I had the idea for the Caring Imagination last year, when I was fruitlessly banging my head against the wall of artistic white male privilege. Eventually I realized that it was a waste of time. What could I do instead? I decided to focus on constructive ways to listen to and support creators and cultural workers who have been systematically excluded from the literary, small press, visual poetry canons. And to learn about ways to make and curate art with compassion and share what I learn with other creators and cultural workers.
Art Workers Work
As a publisher for over 20 years, first for Bywords.ca (est 2003) and then for AngelHousePress/DevilHouse (est 2007), I have always felt strongly that creators should be paid for their work. I had noticed that the expectation in the world I was in, namely the Canadian small press community and the larger visual poetry community was for people to give their work away for free, that somehow sharing one’s work or having it published is reward enough. That expecting money for one’s work was somehow tasteless and less artful.
As Caring Imagination advisor Jacqueline Valencia has written, "Many writers of colour struggle to get a foot in the door of the literary scene and do not have the privilege of giving away their time and labor for free." Jacqueline Valencia, Conceptualism in the Resistance, The Town Crier, Puritan Magazine, April, 2017.
This approach has created inequality in both print and online representation where women, non-binary, BIPOC, 2SLGBTQ, low-income, mad, crip, neurodiverse and chronically ill creators are missing from the conversation. How many brilliant and exciting creators are we not hearing from because they can’t afford to practice their art or share their work? This haunts me.
Resources Towards A Caring Imagination
There were other things I noticed too. I saw writers on social media asking questions about where to find sensitivity readers, or how to make accessible sites or small press publishers asking how to source green printing products. I saw that there were indeed creators, publishers, curators and other cultural workers who cared about how their practice affected others. I thought it might be a good idea to try and compile resources to help those who want to consider others in their acts of creation, production and dissemination. Those who want to think about the planet as part of their work.
What I need to do as a creator, curator, publisher is to consider my work in terms of the world I am in living in, the people who are around me. I also need to know that I am not alone in this way of thinking and that other creators and cultural workers feel the same. I need to be part of a community of caring people with caring imaginations and see what we can create and build together. This can be inspiring and community-building. That’s the model of creativity that I need to focus on at a time when demagoguery and hate crimes, misogyny, transphobia, ableism, homophobia and racism are on the rise, causing harm and death, removing rights and making the world a dangerous place to live in. We need art more than ever, especially from those who have been and are being oppressed.
CaringImagation.com: Plans and Hopes
We launched the site CaringImagination.com last year at the end of the year and will steadily build it to add more resources. I will also commission how to guides that are specifically relevant to creators and cultural workers. I will put out a call for these guides later this spring.
I believe in the idea of constant improvement and learning. Creating, producing and disseminating work with compassion isn’t easy to figure out. It is a different way of thinking about art than patriarchal and colonialist models of publishing, for example. There is a lot to learn, but I am up to the task and perhaps you are too.

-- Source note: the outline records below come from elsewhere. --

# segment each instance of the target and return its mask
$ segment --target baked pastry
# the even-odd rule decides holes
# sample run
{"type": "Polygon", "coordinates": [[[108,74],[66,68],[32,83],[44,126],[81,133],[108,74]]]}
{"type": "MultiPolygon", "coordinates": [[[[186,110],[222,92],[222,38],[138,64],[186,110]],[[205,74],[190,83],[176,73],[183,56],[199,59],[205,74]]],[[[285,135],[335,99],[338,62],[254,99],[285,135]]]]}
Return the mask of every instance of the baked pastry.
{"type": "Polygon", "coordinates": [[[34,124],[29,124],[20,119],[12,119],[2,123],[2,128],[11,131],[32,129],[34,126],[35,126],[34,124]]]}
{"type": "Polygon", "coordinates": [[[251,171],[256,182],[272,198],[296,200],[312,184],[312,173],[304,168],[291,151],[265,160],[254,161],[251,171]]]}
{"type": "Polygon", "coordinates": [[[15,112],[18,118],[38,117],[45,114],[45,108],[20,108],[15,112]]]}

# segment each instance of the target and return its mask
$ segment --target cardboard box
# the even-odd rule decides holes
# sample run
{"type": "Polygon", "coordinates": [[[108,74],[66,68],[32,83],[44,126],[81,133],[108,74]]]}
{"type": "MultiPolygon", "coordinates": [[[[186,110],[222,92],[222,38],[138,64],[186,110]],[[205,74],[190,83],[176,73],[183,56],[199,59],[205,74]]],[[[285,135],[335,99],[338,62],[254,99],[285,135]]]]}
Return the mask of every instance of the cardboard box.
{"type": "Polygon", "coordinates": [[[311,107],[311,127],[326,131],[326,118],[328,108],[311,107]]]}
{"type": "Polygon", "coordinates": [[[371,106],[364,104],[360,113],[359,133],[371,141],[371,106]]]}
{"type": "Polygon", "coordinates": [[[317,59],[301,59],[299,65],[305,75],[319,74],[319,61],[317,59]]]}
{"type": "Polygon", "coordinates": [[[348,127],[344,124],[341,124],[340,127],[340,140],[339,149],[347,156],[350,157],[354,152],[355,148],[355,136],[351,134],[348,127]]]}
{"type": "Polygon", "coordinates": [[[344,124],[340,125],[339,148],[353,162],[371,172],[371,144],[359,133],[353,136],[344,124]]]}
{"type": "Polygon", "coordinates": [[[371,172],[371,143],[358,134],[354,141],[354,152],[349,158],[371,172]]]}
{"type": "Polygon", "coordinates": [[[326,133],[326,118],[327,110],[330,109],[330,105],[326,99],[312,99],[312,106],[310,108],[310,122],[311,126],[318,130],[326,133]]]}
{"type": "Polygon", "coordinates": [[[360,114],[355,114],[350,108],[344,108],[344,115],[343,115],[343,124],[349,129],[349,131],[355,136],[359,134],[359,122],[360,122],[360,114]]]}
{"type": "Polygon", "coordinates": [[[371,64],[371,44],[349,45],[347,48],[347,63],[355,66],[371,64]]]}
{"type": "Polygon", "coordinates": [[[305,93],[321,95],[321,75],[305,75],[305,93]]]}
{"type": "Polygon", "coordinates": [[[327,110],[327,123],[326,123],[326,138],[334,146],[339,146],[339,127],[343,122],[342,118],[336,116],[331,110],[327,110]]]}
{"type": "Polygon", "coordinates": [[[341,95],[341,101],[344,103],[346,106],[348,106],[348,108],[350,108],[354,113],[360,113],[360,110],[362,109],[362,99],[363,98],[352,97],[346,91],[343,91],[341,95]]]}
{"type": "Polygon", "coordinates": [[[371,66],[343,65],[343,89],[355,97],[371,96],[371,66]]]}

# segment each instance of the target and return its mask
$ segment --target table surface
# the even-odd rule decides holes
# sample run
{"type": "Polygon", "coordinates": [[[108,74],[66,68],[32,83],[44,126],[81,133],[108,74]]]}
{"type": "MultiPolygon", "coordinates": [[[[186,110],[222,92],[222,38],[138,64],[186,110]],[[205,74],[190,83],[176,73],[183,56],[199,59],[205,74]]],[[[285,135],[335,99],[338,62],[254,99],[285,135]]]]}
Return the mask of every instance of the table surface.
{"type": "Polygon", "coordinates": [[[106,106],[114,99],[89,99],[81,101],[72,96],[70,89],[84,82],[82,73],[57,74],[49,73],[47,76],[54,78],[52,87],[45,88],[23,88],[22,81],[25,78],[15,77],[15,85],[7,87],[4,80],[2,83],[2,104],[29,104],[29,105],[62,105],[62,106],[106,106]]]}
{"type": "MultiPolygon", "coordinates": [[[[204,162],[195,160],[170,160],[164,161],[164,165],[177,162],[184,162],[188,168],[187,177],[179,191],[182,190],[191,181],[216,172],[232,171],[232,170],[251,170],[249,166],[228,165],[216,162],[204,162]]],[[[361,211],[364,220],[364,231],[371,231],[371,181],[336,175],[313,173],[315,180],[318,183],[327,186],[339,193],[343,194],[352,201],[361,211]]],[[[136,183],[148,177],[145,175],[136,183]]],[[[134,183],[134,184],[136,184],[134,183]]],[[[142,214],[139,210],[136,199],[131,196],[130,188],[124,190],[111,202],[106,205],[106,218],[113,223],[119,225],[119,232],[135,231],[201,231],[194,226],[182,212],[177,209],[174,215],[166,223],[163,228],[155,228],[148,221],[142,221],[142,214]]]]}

I welcome your ideas and suggestions always. I am driven by the importance of art as a compassionate and community building exercise. The site will build and become more informative and useful as time goes on, but the resources will never be absolute or one-way.
Gratitude
I thank our Caring Imagination advisors: Cat Chong, Jacqueline Valencia, Rae White, and Terri Witek for being part of TCI and for reading all of my e-mails and offering advice and affirmation.
I have a lot more to say about the amazing community that has supported the AngelHousePress Caring Imagination Crowd Funding Campaign this year and last: from the backers to the presses and journals to those who’ve shared the campaign and contributed to our publications, to those of you who’ve put up with all of these newsletter pieces day after day. I’m surprised any of you are left! Thank you! The next post will be the final newsletter post in the Caring Imagination Crowd Funding Campaign. And then…stay tuned for NationalPoetryMonth.ca, a celebration of poetry that transcends its geographical and genre borders.
Thanks so much to you and the other TCI creators for your vision and your determination. It’s work like this that builds the world I want to live in.
Amanda!!!!
Somehow I missed this project. This is so fantastic on so many levels. Kindness, affirmation, support, meaningful action and strategies for change ( and hopefully a cultural shift) based on significant systemic insight and analysis. Amazing.